Sri Lanka war refugees emerge to uncertain future

RIDITHENNA, Sri Lanka, Dec 20 (Reuters)

  • Some balancing bags on their heads, others with infants clamped to their breasts, all drenched to the bone, hundreds of Tamil refugees emerge from jungle in pouring rain at this transit camp in Sri Lanka's volatile east.

Many have trekked for days, even swum across rivers, to flee a coastal strip of Tamil Tiger-held territory spanning the conflict-battered districts of Trincomalee and Batticaloa to escape the crossfire of a deadly new chapter in the island's two-decade civil war.

Some say the Tigers -- accused by the military of using civilians as human shields -- tried to stop them leaving the rebel-held town of Vakarai around 15 miles (25 km) to the north. Most say they left because of army shelling that killed dozens.

All look to an uncertain future.

"Not a moment of our lives was free of shelling," said 18-year-old Rajendran Krishnakumar, who should have been sitting his A-level exams, as the army sporadically shelled the rebels from nearby. "There are bodies lying around in Vakarai, all the houses have been destroyed. It is a war environment."

He said an army shell killed his 16-year-old brother in November.

"I was in an educational environment, where we had all laid our future on study," he added, beads of rain on his thick black hair and mud caked on his sarong. "For seven months I have missed school and have been moving from place to place. Today we have lost all hope."

SEARCHED FOR INFILTRATORS

Arriving refugees are marshalled by troops with assault rifles into a school in the tiny village of Ridithenna, where they shelter in classrooms and under awnings until they are checked from head to toe by the military -- who worry Tiger infiltrators are among them.

Some have managed to salvage a few possessions: a few clothes, pots and pans, even a bicycle. Many arrive barefoot, with nothing more than the clothes on their backs.

"I left Vakarai in total fear, said 26-year-old Malini Kalidhasan, sodden and shivering, her soaked dress clinging tight to her body and pools of red, muddy monsoon rainwater welling around her bare feet. "We don't know who to blame. We were being shelled, so we left. We could not live there."

"We left without informing the Tigers," she added in her native Tamil, sheltering her two young children with a small umbrella. "Our hope is to go back to Vakarai and establish our life there again."

The military says more than 10,000 people have passed through the transit camp in the past four days. Refugees say at least that many again are still stuck in the rebel-held area, many too old and frail to make the journey.

More than 3,000 civilians, troops and rebel fighters have been killed so far this year and tens of thousands have been displaced amid battles, air raids, ambushes and suicide bombings, leaving a 2002 truce in tatters. More than 67,000 have been killed since 1983.
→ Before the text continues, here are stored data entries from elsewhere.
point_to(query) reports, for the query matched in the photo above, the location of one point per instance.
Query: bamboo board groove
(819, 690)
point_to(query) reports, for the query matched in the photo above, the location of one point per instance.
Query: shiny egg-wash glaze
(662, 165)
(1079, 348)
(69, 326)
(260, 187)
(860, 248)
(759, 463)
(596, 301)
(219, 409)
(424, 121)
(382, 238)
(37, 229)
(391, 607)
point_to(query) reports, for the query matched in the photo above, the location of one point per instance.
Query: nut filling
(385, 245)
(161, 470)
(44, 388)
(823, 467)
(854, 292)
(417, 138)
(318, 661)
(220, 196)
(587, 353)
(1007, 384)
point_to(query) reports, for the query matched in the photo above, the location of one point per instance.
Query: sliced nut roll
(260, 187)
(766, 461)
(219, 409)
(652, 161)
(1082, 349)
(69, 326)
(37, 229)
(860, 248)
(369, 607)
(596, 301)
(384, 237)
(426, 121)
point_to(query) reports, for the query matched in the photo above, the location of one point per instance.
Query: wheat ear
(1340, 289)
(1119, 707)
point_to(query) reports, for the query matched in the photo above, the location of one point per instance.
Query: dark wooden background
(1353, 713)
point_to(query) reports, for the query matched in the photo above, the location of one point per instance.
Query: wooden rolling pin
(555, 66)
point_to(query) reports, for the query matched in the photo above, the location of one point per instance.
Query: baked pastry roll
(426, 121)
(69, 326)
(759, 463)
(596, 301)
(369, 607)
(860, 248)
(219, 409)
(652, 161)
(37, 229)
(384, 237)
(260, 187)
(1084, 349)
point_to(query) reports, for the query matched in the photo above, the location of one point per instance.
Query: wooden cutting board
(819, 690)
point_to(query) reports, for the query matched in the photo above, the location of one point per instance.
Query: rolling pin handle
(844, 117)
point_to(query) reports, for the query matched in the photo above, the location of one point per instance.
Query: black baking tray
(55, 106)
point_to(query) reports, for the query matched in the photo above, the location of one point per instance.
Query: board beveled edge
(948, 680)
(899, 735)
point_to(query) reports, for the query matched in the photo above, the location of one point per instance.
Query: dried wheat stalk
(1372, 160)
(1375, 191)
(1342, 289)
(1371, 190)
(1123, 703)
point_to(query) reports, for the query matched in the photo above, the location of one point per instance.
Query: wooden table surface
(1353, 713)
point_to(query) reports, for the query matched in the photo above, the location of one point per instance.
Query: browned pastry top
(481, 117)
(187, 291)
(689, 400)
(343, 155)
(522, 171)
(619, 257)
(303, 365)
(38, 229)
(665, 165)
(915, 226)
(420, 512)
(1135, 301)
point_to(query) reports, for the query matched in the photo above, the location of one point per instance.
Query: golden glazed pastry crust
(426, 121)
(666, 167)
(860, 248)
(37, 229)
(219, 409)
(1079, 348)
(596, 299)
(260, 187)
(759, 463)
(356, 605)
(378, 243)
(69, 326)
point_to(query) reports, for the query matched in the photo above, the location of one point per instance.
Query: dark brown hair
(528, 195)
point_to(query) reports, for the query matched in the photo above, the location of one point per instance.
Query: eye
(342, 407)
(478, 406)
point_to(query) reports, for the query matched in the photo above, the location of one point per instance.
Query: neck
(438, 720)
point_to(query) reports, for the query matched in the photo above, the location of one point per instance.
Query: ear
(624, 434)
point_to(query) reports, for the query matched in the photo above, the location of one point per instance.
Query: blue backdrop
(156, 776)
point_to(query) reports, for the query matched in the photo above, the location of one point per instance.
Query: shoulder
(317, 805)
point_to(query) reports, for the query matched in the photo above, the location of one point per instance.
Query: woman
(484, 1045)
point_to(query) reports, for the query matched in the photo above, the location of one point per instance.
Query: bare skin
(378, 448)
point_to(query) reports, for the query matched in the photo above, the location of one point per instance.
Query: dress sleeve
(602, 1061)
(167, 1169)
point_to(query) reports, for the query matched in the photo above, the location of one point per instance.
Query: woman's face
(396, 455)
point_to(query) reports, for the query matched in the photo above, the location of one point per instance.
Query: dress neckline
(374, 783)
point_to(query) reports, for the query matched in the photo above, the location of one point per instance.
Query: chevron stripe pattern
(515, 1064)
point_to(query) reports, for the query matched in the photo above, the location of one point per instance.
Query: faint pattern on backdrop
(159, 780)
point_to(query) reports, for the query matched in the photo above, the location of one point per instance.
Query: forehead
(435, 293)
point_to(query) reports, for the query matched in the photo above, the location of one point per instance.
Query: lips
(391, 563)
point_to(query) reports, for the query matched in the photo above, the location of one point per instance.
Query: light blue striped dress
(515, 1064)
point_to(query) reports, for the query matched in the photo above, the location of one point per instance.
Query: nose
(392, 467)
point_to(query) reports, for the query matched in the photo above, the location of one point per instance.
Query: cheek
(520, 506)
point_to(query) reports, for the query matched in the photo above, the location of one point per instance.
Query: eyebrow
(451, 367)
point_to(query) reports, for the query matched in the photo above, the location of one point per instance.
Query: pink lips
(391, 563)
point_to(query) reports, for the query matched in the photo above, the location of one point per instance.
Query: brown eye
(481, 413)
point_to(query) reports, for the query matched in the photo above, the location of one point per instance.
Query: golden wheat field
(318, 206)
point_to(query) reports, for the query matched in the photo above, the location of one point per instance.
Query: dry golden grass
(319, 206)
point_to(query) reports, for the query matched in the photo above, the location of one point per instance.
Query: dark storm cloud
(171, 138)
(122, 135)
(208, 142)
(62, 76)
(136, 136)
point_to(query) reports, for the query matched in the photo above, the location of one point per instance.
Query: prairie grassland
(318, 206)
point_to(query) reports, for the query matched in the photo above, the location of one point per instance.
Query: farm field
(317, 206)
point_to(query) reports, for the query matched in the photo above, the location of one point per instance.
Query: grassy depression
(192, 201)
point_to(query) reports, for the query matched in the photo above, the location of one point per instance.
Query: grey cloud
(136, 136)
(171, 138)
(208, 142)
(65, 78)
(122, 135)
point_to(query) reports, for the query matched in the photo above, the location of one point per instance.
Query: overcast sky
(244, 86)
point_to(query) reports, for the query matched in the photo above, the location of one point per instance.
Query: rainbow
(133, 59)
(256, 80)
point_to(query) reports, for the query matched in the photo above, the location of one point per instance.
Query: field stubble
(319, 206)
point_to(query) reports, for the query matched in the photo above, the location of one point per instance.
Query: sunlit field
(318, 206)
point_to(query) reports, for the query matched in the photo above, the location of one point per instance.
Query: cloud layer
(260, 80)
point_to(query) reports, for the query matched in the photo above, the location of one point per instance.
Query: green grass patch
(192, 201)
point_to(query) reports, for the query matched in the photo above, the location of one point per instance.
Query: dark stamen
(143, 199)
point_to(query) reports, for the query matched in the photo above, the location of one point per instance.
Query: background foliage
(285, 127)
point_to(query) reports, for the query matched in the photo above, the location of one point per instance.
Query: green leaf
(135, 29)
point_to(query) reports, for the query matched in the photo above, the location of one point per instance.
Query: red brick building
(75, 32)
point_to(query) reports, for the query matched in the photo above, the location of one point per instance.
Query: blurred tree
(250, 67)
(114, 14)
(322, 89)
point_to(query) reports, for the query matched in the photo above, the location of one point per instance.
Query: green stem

The Tigers, who accuse successive majority-Sinhalese governments of discriminating against minority Tamils, say they are resuming their fight for an independent state in the island's north and east after President Mahinda Rajapakse rejected their demands for a separate homeland.

The military have vowed to clear the Liberation Tigers of Tamil Eelam (LTTE) out of the Vakarai area, to the shock of international truce monitors who say it belongs to the rebels under the terms of the ceasefire.

"Look at how these people are suffering," said an army major, gesturing at dozens of refugees sheltering under plastic sheets.

"Is this called liberation? They are leaving all their possessions, everything and coming here," said the major, who refused to give his name. "What liberation is the LTTE fighting for?"